Simply Wall St ·  Jan 5 05:33

Velocity Financial, Inc.'s (NYSE:VEL) price-to-earnings (or "P/E") ratio of 11.6x might make it look like a buy right now compared to the market in the United States, where around half of the companies have P/E ratios above 17x and even P/E's above 32x are quite common. However, the P/E might be low for a reason and it requires further investigation to determine if it's justified.

Recent times have been pleasing for Velocity Financial as its earnings have risen in spite of the market's earnings going into reverse. It might be that many expect the strong earnings performance to degrade substantially, possibly more than the market, which has repressed the P/E. If not, then existing shareholders have reason to be quite optimistic about the future direction of the share price.

View our latest analysis for Velocity Financial

pe-multiple-vs-industry
NYSE:VEL Price to Earnings Ratio vs Industry January 5th 2024
Keen to find out how analysts think Velocity Financial's future stacks up against the industry? In that case, our free report is a great place to start.

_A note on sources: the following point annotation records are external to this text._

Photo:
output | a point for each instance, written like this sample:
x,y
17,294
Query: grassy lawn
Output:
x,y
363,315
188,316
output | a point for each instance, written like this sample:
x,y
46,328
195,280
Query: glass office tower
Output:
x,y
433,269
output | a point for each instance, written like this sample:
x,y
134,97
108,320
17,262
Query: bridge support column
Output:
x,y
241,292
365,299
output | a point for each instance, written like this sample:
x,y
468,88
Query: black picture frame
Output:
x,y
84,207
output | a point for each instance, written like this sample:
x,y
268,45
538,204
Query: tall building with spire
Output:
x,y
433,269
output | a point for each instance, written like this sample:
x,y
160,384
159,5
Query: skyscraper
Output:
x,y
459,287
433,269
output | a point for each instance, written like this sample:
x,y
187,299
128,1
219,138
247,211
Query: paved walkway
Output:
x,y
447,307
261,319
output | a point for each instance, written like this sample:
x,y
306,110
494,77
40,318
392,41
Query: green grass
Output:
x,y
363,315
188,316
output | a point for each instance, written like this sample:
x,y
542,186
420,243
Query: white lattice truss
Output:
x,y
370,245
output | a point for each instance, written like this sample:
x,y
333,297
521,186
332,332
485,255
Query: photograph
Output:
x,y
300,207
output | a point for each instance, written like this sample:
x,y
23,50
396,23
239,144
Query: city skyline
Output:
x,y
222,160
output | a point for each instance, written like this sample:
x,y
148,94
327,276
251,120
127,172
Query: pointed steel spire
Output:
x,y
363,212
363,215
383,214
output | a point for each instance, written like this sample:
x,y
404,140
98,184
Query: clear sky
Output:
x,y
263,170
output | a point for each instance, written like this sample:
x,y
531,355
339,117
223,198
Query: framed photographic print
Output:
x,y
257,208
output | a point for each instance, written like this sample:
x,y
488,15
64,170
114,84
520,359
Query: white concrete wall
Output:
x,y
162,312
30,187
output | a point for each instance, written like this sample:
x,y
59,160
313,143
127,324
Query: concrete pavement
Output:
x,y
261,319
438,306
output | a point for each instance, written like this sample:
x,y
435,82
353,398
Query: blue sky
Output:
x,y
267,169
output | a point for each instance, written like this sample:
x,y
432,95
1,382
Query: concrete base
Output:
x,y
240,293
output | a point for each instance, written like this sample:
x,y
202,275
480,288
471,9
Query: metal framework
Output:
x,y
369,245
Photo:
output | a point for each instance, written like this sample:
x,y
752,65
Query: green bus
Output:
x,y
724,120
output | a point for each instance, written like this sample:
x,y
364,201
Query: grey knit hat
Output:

What Are Growth Metrics Telling Us About The Low P/E?

There's an inherent assumption that a company should underperform the market for P/E ratios like Velocity Financial's to be considered reasonable.

Retrospectively, the last year delivered an exceptional 36% gain to the company's bottom line. However, the latest three year period hasn't been as great in aggregate as it didn't manage to provide any growth at all. Accordingly, shareholders probably wouldn't have been overly satisfied with the unstable medium-term growth rates.

Looking ahead now, EPS is anticipated to climb by 6.1% during the coming year according to the four analysts following the company. Meanwhile, the rest of the market is forecast to expand by 10.0%, which is noticeably more attractive.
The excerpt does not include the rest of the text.